A second poster from our working group will be presented at ECCB 2016. Daniela Beisser will present a poster about Taxonomic assignment of protist metatranscriptome sequences. She will also present the topic during the ECCB workshop “W11 – Recent Computational Advances in Metagenomics (RCAM’16)” on 4th September. See the workshop website for more information.
Taxonomic assignment of protist metatranscriptome sequences
Daniela Beisser, Nadine Graupner, Lars Grossmann, Jens Boenigk and Sven Rahmann
Next generation sequencing (NGS) technologies are increasingly applied to analyse complex microbial ecosystems by mRNA sequencing of whole communities, also known as metatranscriptome sequencing. In principle, each sequenced mRNA allows to both identify the species of origin and assign a function to the transcribed gene. While the functional information is sufficiently covered by databases such as Uniprot, NCBI, KEGG and many others, species identification is currently limited by incomplete reference databases. Inferring the community composition from metratranscriptomic samples is thus still a difficult problem. At the moment, most analyses are restricted to prokaryotic communities, which enjoy better database coverage, or to communities of few known species with sequenced genomes, or to a combination of rRNA and mRNA sequencing. However, the latter approach does not allow to link taxonomic and functional information directly.

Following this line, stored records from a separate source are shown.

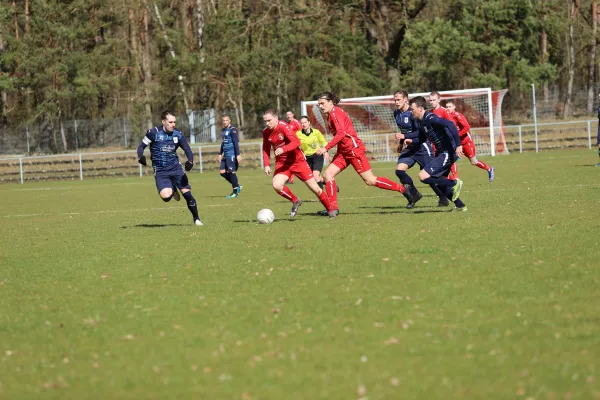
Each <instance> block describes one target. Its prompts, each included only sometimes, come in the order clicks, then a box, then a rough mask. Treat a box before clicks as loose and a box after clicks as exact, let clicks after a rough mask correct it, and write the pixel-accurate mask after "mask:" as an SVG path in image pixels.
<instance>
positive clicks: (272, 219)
mask: <svg viewBox="0 0 600 400" xmlns="http://www.w3.org/2000/svg"><path fill="white" fill-rule="evenodd" d="M256 218H257V219H258V223H260V224H270V223H271V222H273V221H275V214H273V211H271V210H269V209H268V208H263V209H262V210H260V211H259V212H258V214H257V215H256Z"/></svg>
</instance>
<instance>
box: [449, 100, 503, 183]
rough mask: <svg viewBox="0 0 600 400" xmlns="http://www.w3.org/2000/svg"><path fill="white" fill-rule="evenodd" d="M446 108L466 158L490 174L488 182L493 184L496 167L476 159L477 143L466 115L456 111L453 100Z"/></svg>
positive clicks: (450, 102)
mask: <svg viewBox="0 0 600 400" xmlns="http://www.w3.org/2000/svg"><path fill="white" fill-rule="evenodd" d="M446 108H447V109H448V112H449V113H450V115H451V116H452V118H453V119H454V124H455V125H456V128H457V129H458V135H459V136H460V144H461V146H462V147H463V153H465V156H467V157H468V158H469V161H470V162H471V165H475V166H477V167H479V168H481V169H484V170H486V171H487V172H488V178H489V179H488V180H489V181H490V182H491V181H493V180H494V167H491V166H489V165H487V164H486V163H484V162H483V161H479V160H478V159H477V157H475V143H473V139H472V138H471V133H470V132H469V131H470V130H471V125H469V121H467V118H465V116H464V115H462V114H461V113H459V112H458V111H456V104H454V102H453V101H452V100H448V101H447V102H446Z"/></svg>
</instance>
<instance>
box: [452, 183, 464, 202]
mask: <svg viewBox="0 0 600 400" xmlns="http://www.w3.org/2000/svg"><path fill="white" fill-rule="evenodd" d="M460 189H462V181H461V180H460V179H456V185H454V186H452V201H456V199H458V196H460Z"/></svg>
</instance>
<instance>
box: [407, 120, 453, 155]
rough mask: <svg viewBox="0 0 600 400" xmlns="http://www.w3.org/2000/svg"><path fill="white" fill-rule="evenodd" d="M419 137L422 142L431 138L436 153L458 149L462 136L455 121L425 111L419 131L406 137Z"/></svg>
mask: <svg viewBox="0 0 600 400" xmlns="http://www.w3.org/2000/svg"><path fill="white" fill-rule="evenodd" d="M416 137H419V140H420V141H421V142H425V141H426V140H429V141H430V142H431V143H432V144H433V145H434V146H435V154H436V155H437V154H440V153H444V152H452V153H454V152H455V151H456V147H457V146H460V138H459V137H458V131H457V130H456V125H454V122H452V121H449V120H447V119H443V118H440V117H438V116H437V115H435V114H434V113H432V112H429V111H425V114H424V115H423V119H421V121H420V123H419V131H418V132H412V133H410V134H408V135H405V138H406V139H414V138H416Z"/></svg>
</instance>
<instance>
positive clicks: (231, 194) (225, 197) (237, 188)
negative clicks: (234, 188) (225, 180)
mask: <svg viewBox="0 0 600 400" xmlns="http://www.w3.org/2000/svg"><path fill="white" fill-rule="evenodd" d="M241 190H242V187H241V186H239V187H236V188H235V189H233V193H231V194H230V195H228V196H225V198H227V199H234V198H236V197H238V196H239V195H240V191H241Z"/></svg>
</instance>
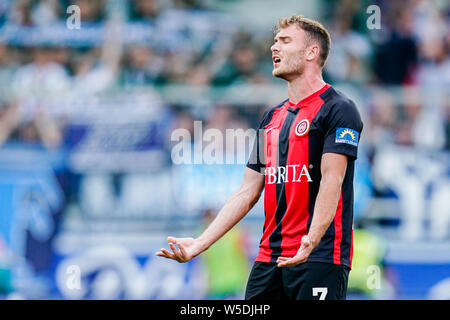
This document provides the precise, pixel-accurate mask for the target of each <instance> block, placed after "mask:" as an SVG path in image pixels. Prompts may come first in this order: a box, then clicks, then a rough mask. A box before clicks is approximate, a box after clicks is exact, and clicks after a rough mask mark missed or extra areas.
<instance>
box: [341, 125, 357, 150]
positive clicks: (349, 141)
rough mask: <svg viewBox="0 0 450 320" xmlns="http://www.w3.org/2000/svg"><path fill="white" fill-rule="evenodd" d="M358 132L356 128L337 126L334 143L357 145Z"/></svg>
mask: <svg viewBox="0 0 450 320" xmlns="http://www.w3.org/2000/svg"><path fill="white" fill-rule="evenodd" d="M358 138H359V133H358V131H356V130H353V129H349V128H337V130H336V139H335V142H336V143H347V144H350V145H352V146H355V147H357V146H358Z"/></svg>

Our approach focuses on an accurate assignment of taxonomic groups to metatranscriptomic reads. We constructed a custom database that comprises all major eukaryotic groups, developed a stand-alone tool to assign reads with a low false discovery rate and created a workflow for complete metatranscriptome analysis. The workflow covers all bioinformatic steps: preprocessing of the raw data, taxonomic and functional assignment, and visualisation of the results.
A poster about the Exome Analysis GraphicaL Environment (EAGLE) was accepted for the ECCB 2016 at The Hague. Felix Mölder will present the poster there.
EAGLE: an easy-to-use web-based exome analysis environment
Christopher Schröder, Felix Mölder, Christoph Stahl and Sven Rahmann
High throughput exome sequencing is a widely used technology for deciphering mutations in the coding regions of a genome at relatively low cost. While bioinformatics analyses of exome sequencing data mostly agree on best practices regarding the analysis steps, called genomic variants depend on the set of parameters and applied filtering. We present EAGLE, a software that combines a best practices variant calling workflow with a web frontend. By storing the called variant information in HDF5 files (instead of SQL databases), EAGLE allows filtering and parameter tuning in almost real time. This enables iterative tuning of thresholds, or the selection of different samples for filtering by medical PIs via the web interface. The web interface presents metadata, annotations, quality control data and statistics to facilitate a comprehensive data analysis on different levels.
Target identification for metabolic engineering,
Christopher Schröder, Sven Rahmann
In metabolic engineering by gene knockouts, one searches for genes controlling metabolic reactions that should be removed from a metabolic network in order to optimize the yield of a desired metabolite.
In a conservative way, this is done by undirected mutagenesis selection of the population with best efficiency.
Unrean et al. developed a simple algorithm to directly predict reaction targets, to save the high costs of this uncontrolled expensive process. It is based on elementary modes, undecomposable sequences of metabolite transformation flows in the network.
We substantially improved the algorithm and applied it to a network of Escherichia coli to show the improved results.